Taking a brief walk after eating can help lower the risk of type 2 diabetes and heart problems, according to a recent study published in Sports Medicine. Light walking after a meal – even for 2 to 5 minutes – can reduce blood sugar and insulin levels, the researchers found.
These “mini-walks” could also be useful during the workday to break up prolonged periods of sitting at a desk. Making mini-walks a normal thing during the workday could be easy and acceptable at the office. Each small thing you do will have benefits, even if it is a small step. It’s a gradual effect of more activity, better health.
Sports Medicine: “The Acute Effects of Interrupting Prolonged Sitting Time in Adults with Standing and Light-Intensity Walking on Biomarkers of Cardiometabolic Health in Adults: A Systematic Review and Meta-analysis.”
Incorporate more Greens into your diet. A healthy body starts with a healthy diet. When fueling the body properly, it gets the nutrients it needs to keep it strong and the mind sharp. We all know the importance of incorporating greens into our diet. However, sometimes it’s hard to sit down and eat a salad every day. If you don’t enjoy salads or can’t seem to find the time to make a decent one, consider making a green smoothie. They’re easy to make, tasty, nutritious, and portable!

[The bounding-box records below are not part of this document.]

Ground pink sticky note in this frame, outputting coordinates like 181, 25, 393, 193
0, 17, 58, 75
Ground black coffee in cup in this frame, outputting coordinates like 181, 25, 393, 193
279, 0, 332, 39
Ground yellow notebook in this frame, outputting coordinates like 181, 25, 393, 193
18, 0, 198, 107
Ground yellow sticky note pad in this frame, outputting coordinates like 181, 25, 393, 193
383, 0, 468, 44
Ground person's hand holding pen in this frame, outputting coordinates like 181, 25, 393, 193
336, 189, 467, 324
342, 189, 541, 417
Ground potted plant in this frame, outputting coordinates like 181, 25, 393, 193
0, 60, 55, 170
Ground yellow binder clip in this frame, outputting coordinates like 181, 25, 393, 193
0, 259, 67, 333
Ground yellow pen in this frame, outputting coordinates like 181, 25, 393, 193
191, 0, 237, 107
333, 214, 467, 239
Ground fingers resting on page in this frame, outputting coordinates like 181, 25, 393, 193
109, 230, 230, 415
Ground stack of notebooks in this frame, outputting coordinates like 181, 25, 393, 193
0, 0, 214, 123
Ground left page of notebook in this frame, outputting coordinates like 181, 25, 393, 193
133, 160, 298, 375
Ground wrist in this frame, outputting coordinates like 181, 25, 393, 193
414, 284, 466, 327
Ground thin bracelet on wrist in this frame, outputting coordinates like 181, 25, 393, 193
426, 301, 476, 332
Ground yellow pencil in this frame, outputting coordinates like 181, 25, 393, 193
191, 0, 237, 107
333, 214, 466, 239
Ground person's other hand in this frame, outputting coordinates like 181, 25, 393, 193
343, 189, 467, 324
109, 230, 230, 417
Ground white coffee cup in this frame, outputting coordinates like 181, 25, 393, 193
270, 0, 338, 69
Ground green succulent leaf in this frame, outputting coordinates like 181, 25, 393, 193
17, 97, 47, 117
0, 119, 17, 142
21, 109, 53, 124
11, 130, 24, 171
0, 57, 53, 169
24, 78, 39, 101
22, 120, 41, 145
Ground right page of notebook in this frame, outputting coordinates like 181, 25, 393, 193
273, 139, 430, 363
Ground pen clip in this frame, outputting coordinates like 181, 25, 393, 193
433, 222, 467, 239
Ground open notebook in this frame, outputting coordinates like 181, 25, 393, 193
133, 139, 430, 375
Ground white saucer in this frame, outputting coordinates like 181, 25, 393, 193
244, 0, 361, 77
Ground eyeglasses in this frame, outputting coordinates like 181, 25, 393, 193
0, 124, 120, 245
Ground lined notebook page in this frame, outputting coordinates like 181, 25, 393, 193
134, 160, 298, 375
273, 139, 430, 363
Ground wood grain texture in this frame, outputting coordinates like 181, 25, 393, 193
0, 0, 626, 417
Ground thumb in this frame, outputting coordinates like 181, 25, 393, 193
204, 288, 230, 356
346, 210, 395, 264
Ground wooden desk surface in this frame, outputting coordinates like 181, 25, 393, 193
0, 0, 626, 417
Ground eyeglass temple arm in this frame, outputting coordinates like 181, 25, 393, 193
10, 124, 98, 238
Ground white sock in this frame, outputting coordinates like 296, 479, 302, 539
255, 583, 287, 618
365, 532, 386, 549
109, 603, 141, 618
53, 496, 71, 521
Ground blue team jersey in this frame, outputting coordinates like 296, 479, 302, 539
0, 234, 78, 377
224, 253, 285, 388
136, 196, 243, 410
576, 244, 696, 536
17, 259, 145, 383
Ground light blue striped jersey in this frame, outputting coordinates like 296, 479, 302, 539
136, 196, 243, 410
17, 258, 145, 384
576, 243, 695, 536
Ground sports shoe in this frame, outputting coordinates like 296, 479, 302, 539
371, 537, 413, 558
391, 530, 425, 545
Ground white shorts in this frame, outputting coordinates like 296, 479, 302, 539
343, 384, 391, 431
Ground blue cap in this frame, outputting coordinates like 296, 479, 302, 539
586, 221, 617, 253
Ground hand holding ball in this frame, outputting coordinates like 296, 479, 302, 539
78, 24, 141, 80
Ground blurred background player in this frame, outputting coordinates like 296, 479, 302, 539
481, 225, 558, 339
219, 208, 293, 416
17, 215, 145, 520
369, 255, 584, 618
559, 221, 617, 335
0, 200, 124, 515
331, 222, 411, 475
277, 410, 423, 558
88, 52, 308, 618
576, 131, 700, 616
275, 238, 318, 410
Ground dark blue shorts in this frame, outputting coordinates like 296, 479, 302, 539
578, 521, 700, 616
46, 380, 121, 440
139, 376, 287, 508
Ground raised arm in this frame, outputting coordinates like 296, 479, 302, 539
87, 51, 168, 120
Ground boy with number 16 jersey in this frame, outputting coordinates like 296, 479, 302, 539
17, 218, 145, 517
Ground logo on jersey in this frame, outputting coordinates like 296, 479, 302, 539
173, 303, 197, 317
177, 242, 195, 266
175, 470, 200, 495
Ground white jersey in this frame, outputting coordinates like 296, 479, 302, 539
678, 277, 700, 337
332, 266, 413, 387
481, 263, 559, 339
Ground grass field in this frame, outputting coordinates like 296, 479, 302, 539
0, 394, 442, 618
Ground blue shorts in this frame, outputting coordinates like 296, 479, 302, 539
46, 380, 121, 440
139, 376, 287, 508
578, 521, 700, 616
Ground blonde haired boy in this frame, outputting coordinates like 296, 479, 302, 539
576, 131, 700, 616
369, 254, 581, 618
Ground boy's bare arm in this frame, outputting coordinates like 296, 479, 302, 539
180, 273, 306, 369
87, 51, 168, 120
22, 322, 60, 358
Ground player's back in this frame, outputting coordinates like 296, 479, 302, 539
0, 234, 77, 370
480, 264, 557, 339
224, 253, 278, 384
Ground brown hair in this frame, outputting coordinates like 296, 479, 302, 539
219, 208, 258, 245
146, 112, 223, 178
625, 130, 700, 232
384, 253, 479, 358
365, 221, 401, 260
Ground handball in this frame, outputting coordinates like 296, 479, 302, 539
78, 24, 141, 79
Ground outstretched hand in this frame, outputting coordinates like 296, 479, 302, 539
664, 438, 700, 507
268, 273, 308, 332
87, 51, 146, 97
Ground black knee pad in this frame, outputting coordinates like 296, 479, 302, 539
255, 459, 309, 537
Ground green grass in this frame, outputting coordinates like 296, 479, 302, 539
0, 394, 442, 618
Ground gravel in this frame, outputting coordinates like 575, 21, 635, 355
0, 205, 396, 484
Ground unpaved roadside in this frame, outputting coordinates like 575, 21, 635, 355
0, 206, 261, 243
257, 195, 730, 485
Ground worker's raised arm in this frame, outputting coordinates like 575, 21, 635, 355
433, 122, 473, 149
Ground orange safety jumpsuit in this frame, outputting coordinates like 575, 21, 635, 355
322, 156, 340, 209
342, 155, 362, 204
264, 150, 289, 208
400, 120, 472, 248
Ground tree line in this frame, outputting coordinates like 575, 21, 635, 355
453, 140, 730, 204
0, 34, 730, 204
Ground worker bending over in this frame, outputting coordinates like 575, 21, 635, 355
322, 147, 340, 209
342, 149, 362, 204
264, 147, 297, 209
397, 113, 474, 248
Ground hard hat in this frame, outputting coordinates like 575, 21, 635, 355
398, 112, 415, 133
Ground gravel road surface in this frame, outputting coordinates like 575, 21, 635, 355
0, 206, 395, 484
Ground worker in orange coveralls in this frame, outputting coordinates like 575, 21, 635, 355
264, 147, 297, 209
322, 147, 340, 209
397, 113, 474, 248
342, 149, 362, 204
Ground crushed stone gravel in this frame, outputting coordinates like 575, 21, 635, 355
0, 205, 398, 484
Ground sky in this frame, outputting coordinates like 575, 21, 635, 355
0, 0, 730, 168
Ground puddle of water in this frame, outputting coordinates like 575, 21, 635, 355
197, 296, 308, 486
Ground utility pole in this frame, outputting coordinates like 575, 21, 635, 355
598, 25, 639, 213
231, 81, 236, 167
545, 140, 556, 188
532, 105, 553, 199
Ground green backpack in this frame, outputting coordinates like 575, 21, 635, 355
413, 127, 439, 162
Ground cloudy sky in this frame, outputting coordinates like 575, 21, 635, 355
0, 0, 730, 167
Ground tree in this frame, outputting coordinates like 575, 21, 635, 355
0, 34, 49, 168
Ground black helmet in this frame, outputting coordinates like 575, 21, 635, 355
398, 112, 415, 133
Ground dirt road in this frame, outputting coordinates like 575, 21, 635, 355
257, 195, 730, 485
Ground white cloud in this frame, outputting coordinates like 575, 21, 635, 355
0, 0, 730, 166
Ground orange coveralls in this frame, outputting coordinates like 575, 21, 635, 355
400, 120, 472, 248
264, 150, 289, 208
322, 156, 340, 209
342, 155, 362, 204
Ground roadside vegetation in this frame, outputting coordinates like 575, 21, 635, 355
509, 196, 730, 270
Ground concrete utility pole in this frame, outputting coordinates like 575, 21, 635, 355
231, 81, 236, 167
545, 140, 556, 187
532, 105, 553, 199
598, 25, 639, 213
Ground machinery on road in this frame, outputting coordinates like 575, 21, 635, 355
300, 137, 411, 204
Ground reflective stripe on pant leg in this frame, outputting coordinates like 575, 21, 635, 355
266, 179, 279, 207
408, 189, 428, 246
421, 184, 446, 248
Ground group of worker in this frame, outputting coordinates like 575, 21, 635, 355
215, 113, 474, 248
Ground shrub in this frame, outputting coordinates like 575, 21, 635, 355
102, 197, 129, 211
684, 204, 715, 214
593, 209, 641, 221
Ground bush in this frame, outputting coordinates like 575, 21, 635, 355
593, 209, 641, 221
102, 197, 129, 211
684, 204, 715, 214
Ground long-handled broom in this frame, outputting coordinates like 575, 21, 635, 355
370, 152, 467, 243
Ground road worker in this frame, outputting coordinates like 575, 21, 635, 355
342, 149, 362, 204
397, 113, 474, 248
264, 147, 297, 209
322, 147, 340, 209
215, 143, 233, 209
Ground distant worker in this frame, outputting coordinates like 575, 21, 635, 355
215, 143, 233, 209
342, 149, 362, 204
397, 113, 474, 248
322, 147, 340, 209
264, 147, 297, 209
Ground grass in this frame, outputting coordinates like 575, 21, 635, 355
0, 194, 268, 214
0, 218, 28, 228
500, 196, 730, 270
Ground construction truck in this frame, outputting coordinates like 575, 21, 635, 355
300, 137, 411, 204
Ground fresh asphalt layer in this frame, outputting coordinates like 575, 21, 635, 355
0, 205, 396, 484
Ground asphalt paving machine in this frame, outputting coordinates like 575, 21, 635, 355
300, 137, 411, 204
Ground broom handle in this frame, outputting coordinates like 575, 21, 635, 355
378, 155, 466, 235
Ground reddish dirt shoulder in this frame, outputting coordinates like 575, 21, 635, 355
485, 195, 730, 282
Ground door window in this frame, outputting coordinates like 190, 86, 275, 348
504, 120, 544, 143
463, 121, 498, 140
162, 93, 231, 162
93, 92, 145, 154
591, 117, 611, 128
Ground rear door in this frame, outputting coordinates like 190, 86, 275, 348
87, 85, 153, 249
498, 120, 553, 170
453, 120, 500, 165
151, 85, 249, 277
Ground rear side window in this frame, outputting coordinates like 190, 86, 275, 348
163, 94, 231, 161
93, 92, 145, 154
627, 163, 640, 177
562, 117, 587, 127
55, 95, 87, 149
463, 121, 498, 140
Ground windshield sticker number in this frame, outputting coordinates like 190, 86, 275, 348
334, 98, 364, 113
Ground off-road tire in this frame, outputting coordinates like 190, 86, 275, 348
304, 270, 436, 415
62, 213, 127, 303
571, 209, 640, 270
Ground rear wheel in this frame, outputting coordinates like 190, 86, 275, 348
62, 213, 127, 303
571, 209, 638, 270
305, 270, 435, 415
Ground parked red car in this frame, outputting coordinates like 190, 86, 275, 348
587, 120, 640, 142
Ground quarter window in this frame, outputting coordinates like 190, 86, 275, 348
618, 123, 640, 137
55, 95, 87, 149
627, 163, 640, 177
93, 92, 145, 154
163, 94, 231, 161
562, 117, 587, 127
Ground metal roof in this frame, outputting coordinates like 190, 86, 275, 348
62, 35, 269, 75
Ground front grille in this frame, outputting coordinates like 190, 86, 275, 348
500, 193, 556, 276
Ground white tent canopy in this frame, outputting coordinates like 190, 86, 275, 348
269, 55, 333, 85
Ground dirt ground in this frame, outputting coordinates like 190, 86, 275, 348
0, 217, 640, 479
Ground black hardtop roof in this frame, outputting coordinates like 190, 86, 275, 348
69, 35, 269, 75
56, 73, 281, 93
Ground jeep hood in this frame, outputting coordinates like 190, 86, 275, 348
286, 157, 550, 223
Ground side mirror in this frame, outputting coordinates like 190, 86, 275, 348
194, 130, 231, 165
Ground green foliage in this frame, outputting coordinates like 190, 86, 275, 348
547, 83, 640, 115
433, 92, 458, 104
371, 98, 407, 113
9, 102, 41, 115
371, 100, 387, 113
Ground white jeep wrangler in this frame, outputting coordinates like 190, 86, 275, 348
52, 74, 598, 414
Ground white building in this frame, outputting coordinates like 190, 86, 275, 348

Believe that you can change. Half the battle in finding success is telling yourself you can do something. Ignore your negative self-talk and replace it with a visualization of you finding success in the changes you want to make.
9. Make a plan with goals and take baby steps.
Just like you have a schedule you have to follow at work or at home with certain tasks you have to complete. Your new healthy lifestyle should also have tasks and a plan to follow.
Why goal setting is important:
Setting healthy goals is one way to come up with a plan on how to kickstart your new healthy lifestyle. Setting goals gives you something to work for and helps keep you motivated to work hard. By setting goals for yourself you give yourself something to focus on. Additionally, goals allow you to measure your progress and see how much you have achieved.
When setting your goals, be realistic with yourself. If you want to quit smoking, lose 50 pounds and run a marathon it’s not going to happen overnight, or it might not even happen in a few months or a year. Not reaching those goals might be discouraging and cause you to give up altogether. Instead, start small and focus on one goal at a time to avoid overwhelming yourself. If you want to lose weight, make small goals on how to do it. Such as working out at least three times a week and adding more vegetables to your plate when you want seconds. Keep a journal or track it in your phone to make sure you achieve those small goals weekly. When those goals just become part of your weekly routine add a new small goal such as only eating out twice a week or adding a weight lifting class to your routine. These small goals are easier to achieve and will eventually lead to meeting your main goal.
These are just some of the many tips toward living your healthiest life. If you incorporate just a couple of these into your daily routine, you will start to notice the positive changes in your life.